Il governo Meloni affronta le sfide (e pensa anche alla Nadef)
Calmierare i prezzi energetici (impennati a causa del conflitto fra Russia ed Ucraina scoppiato a febbraio) è una delle priorità del governo di Giorgia Meloni, per stessa ammissione del presidente del Consiglio: «I costi delle bollette sono diventati insostenibili per milioni di famiglie e per molte imprese, giunte ormai a drammatiche decisioni come chiudere, o licenziare i propri lavoratori», perciò l’Esecutivo «è al lavoro per rafforzare le misure nazionali a sostegno di cittadini e attività» per «fare fronte a questa difficile situazione», ha sottolineato nello scorso fine settimana, precisando che urge «mettere un argine al «caro-energia» e alla speculazione, accelerare in ogni modo la diversificazione delle fonti di approvvigionamento e la produzione nazionale. Gli italiani chiedono risposte immediate e noi gliele daremo. Non c’è più tempo da perdere», sono state le parole della nuova inquilina di Palazzo Chigi.
E, dunque, la caccia alle risorse è scattata, in una settimana, questa, che si apre con un primo Consiglio dei ministri nel quale verranno nominati i viceministri ed i sottosegretari (per completare la squadra di governo) e si concluderà, presumibilmente, con un altro, entro la prossima domenica, dedicato all’integrazione della Nadef (Nota di aggiornamento di economia e finanza), aggiornando in tal mondo il quadro programmatico lasciato in eredità dall’ex premier Mario Draghi.
Un compito che si preannuncia non agevole, perché il rientro dal deficit resta sempre all’attenzione di Bruxelles che, tra poco più di un anno, si appresta a modificare e a ripiantare» i paletti delle regole di bilancio interrotte per la pandemia da Covid-19; nella giornata appena trascorsa, peraltro, è giunta una «doccia fredda» da Berlino che, oltre a dire «niet» al debito comune per l’emergenza gas, puntualizza attraverso il ministro delle Finanze, Christian Lindner un’altra posizione contraria all’ipotesi del rientro del debito da negoziare bilateralmente, prevista dalla riforma del Patto di stabilità. La credibilità del Patto deriva dal fatto che «le regole devono essere applicate da tutti, allo stesso modo», ha, infatti, affermato l’esponente della Germania.

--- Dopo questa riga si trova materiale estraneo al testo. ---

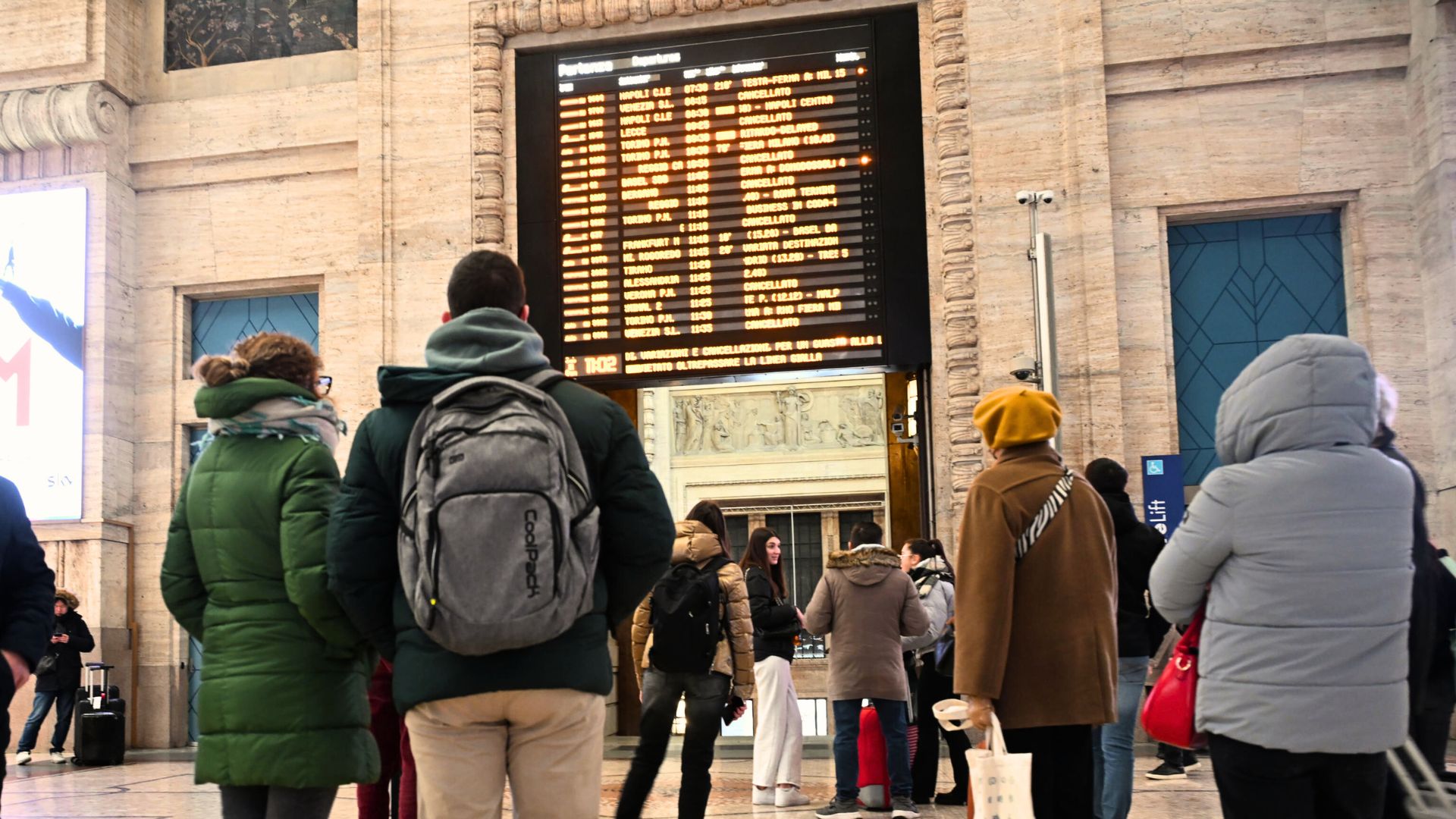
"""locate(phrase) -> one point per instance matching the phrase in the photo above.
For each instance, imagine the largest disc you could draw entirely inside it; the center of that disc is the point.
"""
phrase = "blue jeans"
(846, 746)
(64, 707)
(1112, 745)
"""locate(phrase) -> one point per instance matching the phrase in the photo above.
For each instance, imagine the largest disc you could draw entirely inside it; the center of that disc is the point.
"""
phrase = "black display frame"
(903, 234)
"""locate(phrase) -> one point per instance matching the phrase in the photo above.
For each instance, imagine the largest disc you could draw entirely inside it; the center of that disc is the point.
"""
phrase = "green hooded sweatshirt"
(284, 695)
(637, 526)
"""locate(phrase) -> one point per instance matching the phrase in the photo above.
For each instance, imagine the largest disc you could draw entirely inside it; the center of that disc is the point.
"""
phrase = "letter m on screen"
(18, 368)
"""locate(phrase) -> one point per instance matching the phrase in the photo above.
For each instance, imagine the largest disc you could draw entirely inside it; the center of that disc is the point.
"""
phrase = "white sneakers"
(789, 798)
(780, 798)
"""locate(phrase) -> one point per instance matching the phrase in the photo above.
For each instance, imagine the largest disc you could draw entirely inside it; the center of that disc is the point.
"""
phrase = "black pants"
(707, 694)
(932, 689)
(6, 694)
(1263, 783)
(1429, 729)
(271, 802)
(1060, 770)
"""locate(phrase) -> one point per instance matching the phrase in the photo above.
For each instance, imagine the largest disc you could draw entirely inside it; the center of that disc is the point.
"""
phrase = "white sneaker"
(789, 798)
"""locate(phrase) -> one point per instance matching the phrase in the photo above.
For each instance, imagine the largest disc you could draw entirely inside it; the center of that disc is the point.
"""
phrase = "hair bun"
(216, 371)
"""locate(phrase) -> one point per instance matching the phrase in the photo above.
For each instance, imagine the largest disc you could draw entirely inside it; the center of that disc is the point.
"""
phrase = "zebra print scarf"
(1049, 510)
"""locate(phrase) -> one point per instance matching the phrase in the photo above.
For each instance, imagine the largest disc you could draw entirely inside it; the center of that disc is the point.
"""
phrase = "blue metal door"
(1237, 289)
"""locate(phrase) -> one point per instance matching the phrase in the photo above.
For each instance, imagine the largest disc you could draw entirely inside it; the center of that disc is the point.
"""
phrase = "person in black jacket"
(778, 744)
(1138, 547)
(71, 639)
(25, 594)
(1433, 614)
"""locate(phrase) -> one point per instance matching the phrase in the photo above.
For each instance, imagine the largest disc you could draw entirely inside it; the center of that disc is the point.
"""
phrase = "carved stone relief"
(57, 117)
(780, 420)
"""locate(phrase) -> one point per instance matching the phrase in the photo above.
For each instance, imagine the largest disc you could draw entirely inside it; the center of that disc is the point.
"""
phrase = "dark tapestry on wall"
(216, 33)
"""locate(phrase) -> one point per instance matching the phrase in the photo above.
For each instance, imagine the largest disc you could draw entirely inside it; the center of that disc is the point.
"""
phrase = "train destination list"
(718, 216)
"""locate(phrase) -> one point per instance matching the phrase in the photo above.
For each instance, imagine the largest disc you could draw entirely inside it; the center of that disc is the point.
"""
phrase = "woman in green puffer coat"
(284, 708)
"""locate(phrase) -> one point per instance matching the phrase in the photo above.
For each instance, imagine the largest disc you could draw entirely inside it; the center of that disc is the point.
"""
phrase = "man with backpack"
(1036, 601)
(868, 604)
(692, 639)
(488, 537)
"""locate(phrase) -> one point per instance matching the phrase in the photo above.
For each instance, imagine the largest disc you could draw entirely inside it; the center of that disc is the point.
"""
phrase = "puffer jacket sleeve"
(913, 618)
(309, 488)
(1199, 548)
(938, 610)
(82, 639)
(740, 629)
(363, 542)
(637, 525)
(182, 589)
(819, 618)
(641, 630)
(984, 564)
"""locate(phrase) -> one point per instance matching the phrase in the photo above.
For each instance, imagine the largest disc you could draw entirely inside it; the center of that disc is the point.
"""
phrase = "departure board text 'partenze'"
(720, 218)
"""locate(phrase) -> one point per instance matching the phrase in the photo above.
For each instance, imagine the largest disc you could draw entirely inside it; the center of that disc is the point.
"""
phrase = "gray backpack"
(498, 531)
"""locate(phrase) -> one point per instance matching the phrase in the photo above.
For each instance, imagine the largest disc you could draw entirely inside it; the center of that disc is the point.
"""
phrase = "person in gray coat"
(1302, 541)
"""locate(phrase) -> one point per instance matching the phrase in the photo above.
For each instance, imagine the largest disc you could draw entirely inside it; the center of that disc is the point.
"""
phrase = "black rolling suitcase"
(101, 720)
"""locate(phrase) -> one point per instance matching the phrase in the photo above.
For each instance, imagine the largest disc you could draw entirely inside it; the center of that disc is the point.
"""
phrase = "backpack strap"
(1059, 496)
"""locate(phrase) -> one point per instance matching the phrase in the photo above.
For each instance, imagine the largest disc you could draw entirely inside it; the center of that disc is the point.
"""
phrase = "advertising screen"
(42, 305)
(718, 207)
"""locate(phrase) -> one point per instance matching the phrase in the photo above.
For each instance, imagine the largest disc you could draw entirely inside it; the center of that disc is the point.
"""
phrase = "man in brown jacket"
(868, 604)
(1037, 637)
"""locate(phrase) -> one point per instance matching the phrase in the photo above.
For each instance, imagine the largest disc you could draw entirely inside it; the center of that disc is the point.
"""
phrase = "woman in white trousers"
(778, 739)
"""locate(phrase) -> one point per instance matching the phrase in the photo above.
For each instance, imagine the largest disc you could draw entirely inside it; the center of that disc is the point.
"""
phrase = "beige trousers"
(546, 742)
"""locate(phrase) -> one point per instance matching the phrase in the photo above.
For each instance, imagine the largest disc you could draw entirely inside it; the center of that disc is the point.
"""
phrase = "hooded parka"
(868, 605)
(1304, 542)
(696, 544)
(284, 695)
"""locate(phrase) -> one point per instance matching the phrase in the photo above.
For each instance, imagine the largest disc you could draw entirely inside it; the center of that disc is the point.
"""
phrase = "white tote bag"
(1001, 781)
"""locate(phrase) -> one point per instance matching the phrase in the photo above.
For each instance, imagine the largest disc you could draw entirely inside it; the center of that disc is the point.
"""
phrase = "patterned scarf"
(283, 417)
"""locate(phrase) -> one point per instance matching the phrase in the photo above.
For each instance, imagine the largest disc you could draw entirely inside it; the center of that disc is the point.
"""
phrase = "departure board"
(717, 206)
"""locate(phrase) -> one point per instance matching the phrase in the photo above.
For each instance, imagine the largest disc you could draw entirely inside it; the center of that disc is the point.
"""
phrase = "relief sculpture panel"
(780, 420)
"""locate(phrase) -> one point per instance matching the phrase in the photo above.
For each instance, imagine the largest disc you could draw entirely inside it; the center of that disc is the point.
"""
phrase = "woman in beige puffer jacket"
(702, 539)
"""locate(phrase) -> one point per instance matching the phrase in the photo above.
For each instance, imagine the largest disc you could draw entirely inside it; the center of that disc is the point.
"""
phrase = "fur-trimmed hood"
(867, 566)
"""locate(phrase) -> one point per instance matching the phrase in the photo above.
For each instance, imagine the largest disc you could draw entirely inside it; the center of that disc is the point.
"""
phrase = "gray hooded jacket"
(1304, 538)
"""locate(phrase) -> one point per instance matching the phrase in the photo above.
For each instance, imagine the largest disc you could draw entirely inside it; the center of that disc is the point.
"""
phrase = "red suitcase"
(874, 765)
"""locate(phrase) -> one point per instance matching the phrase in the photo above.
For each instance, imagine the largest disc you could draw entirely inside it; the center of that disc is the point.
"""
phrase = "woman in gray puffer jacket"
(1302, 539)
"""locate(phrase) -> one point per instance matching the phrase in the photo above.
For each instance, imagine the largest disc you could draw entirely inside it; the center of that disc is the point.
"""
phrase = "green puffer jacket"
(286, 675)
(637, 526)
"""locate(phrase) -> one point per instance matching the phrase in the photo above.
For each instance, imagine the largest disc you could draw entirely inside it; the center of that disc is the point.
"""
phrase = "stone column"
(1432, 93)
(76, 136)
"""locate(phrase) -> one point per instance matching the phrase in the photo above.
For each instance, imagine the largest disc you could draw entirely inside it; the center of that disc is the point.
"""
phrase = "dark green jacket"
(637, 528)
(284, 695)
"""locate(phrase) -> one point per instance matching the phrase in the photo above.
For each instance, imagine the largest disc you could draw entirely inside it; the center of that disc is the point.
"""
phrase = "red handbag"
(1168, 716)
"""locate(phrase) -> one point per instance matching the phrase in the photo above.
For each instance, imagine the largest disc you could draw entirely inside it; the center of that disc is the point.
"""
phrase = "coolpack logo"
(533, 554)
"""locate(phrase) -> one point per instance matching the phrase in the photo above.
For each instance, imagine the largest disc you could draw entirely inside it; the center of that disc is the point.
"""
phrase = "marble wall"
(366, 174)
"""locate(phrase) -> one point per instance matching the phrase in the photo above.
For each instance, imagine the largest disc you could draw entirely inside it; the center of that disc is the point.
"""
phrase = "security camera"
(1024, 368)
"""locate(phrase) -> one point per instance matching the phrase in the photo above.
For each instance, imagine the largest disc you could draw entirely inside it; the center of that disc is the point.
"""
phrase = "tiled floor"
(158, 784)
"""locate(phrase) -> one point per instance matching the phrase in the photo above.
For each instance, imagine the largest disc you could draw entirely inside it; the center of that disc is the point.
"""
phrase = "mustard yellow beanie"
(1014, 416)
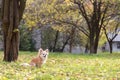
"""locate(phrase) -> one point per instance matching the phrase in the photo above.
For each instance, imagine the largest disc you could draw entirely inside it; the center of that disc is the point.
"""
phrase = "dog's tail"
(25, 64)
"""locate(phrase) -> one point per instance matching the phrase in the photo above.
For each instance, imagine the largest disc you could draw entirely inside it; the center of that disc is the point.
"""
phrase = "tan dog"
(39, 60)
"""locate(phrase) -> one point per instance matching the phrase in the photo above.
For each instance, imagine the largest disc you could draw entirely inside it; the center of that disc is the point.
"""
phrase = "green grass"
(63, 66)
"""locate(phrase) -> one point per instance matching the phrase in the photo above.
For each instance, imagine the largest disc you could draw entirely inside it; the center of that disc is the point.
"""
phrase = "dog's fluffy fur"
(39, 60)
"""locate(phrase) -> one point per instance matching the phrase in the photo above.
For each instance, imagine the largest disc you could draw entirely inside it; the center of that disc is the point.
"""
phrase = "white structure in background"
(116, 44)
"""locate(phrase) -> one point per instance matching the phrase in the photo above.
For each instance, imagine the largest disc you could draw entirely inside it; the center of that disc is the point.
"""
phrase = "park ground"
(63, 66)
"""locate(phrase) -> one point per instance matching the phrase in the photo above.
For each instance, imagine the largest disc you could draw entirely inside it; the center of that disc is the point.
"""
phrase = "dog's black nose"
(45, 55)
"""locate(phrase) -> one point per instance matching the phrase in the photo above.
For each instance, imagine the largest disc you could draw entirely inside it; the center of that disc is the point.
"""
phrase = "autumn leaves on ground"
(64, 66)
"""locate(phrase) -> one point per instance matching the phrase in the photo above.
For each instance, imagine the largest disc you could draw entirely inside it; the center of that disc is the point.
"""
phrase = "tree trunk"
(56, 39)
(110, 45)
(11, 11)
(91, 43)
(86, 48)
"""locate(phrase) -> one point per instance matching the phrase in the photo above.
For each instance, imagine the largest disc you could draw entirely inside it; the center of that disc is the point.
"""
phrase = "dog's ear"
(47, 51)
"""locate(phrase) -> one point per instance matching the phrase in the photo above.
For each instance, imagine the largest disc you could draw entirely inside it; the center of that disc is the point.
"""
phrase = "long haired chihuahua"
(39, 60)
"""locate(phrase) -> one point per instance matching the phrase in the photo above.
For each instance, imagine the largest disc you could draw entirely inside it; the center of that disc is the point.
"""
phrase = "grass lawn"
(63, 66)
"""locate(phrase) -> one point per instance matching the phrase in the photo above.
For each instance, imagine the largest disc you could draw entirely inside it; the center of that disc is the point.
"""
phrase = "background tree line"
(72, 22)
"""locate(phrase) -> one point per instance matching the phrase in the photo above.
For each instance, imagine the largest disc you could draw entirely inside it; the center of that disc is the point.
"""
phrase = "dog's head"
(43, 53)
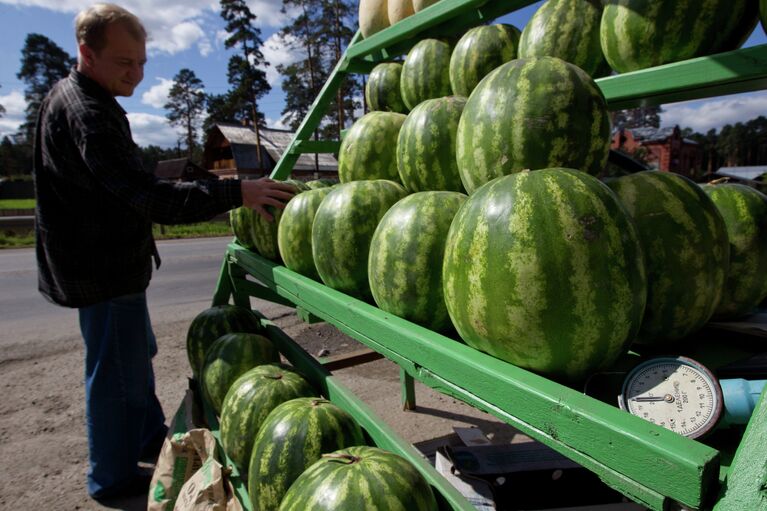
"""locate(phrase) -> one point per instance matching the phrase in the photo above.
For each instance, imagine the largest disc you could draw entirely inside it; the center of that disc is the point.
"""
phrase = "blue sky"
(189, 33)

Nel frattempo, il ministro delle Infrastrutture Matteo Salvini sta tentando lo «sprint» sui cantieri, a cominciare da quello che sta causando discussioni (e divisioni) da decenni: il Ponte sullo Stretto di Messina per congiungere Calabria e Sicilia. Il leader leghista ne parlerà martedì 8 novembre con i presidenti delle due regioni meridionali, Roberto Occhiuto e Renato Schifani, tuttavia si apprende che l’incontro servirà anche a fare il punto sulle «100 opere pubbliche commissariate in tutta Italia» per «accelerare» e partire con «nuovi progetti».
SuperBonus 110%
E, mentre avanza il «tam tam» sul «restyling» del Reddito di cittadinanza, c’è un’altra «punta di diamante» dell’azione del M5S (e dell’ex capo del governo Giuseppe Conte) che finisce nel mirino dei nuovi vertici dell’Esecutivo: il Superbonus 110%. A giudizio del sottosegretario alla presidenza del Consiglio, Alfredo Mantovano, infatti, l’incentivo per l’efficientamento in edilizia (su cui i professionisti dell’area tecnica, fra cui i periti industriali, hanno concentrato buona parte delle loro attività e sforzi, nell’ultimo biennio ed oltre) «merita una riconsiderazione di carattere generale e lo merita soprattutto per gli effetti negativi che ha prodotto su questo territorio, distogliendo una parte dell’imprenditoria dall’essere attratta da questo tipo di lavoro», ha affermato ieri mattina, visitando la località umbra di Norcia, a margine della celebrazione del sesto anniversario del sisma. «Normative di carattere generale che possono essere condivise, o meno, si sono tradotte in ostacoli concreti data la specificità di questi territori», ha concluso Mantovano.